= Semicircle law (quantum Hall effect) =

The semicircle law, in condensed matter physics, is a mathematical relationship that occurs between quantities measured in the quantum Hall effect. It describes a relationship between the anisotropic and isotropic components of the macroscopic conductivity tensor σ, and, when plotted, appears as a semicircle.

The semicircle law was first described theoretically in Dykhne and Ruzin's analysis of the quantum Hall effect as a mixture of 2 phases: a free electron gas, and a free hole gas. Mathematically, it states that $$\sigma_{xx}^2+(\sigma_{xy}-\sigma_{xy}^0)^2=(\sigma_{xx}^0)^2$$where σ is the mean-field Hall conductivity, and σ^{0} is a parameter that encodes the classical conductivity of each phase. A similar law also holds for the resistivity.

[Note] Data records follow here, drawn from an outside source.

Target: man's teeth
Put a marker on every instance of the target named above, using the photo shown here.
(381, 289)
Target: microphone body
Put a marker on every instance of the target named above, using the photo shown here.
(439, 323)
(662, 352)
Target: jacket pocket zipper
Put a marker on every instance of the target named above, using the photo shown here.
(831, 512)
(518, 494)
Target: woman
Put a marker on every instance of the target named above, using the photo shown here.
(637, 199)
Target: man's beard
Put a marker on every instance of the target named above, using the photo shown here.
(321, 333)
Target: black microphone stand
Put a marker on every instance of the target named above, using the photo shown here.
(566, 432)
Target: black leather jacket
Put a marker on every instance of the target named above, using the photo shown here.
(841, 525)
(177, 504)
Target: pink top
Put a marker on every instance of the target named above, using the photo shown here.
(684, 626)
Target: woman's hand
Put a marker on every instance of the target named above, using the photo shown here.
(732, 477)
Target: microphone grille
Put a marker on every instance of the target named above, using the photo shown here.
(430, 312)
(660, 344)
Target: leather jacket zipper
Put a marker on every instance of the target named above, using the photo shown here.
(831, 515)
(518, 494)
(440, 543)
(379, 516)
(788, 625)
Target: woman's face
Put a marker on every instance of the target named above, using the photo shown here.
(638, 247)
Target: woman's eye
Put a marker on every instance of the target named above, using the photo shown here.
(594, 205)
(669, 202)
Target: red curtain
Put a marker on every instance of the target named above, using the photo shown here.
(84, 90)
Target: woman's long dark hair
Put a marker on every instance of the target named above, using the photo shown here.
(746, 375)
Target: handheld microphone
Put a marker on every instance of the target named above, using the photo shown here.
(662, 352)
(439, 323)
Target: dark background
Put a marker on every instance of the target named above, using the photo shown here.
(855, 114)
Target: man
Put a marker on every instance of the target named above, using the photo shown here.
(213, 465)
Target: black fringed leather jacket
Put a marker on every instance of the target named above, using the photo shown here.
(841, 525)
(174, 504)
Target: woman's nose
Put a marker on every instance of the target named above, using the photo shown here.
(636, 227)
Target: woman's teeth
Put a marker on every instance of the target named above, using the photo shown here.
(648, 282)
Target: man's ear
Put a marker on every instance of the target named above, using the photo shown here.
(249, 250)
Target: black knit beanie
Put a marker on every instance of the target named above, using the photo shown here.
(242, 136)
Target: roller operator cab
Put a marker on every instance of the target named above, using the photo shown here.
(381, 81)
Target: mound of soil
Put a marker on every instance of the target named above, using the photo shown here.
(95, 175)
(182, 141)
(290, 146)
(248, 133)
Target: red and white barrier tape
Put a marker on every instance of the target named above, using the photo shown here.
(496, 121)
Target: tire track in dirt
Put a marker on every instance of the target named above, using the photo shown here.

A convenient reformulation of the law mixes conductivity and resistivity: $$\sigma_{xy}^0=\frac{\rho_{xy}^0}{(\rho_{xy}^0)^2+(\rho_{xx}^0)^2}=\frac{e^2}{h}\left(n+\frac{1}{2}\right)$$where n is an integer, the Hall divisor.

Although Dykhne and Ruzin's original analysis assumed little scattering, an assumption that proved empirically unsound, the law holds in the coherent-transport limits commonly observed in experiment.

Theoretically, the semicircle law originates from a representation of the modular group Γ_{0}(2), which describes a symmetry between different Hall phases. (Note that this is not a symmetry in the conventional sense; there is no conserved current.) That group's strong connections to number theory also appear: Hall phase transitions (in a single layer) exhibit a selection rule$$|pq'-p'q|=1$$that also governs the Farey sequence. Indeed, plots of the semicircle law are also Farey diagrams.

In striped quantum Hall phases, the relationship is slightly more complex, because of the broken symmetry:$$\begin{cases}
\sigma_1 \sigma_2 +(\sigma_h - \sigma^0_h)^2=(e^2/(2h))^2 \\
\sigma^0_h = (N + 1/2) e^2 / h
\end{cases}$$Here σ_{1} and σ_{2} describe the macroscopic conductivity in directions aligned with and perpendicular to the stripes.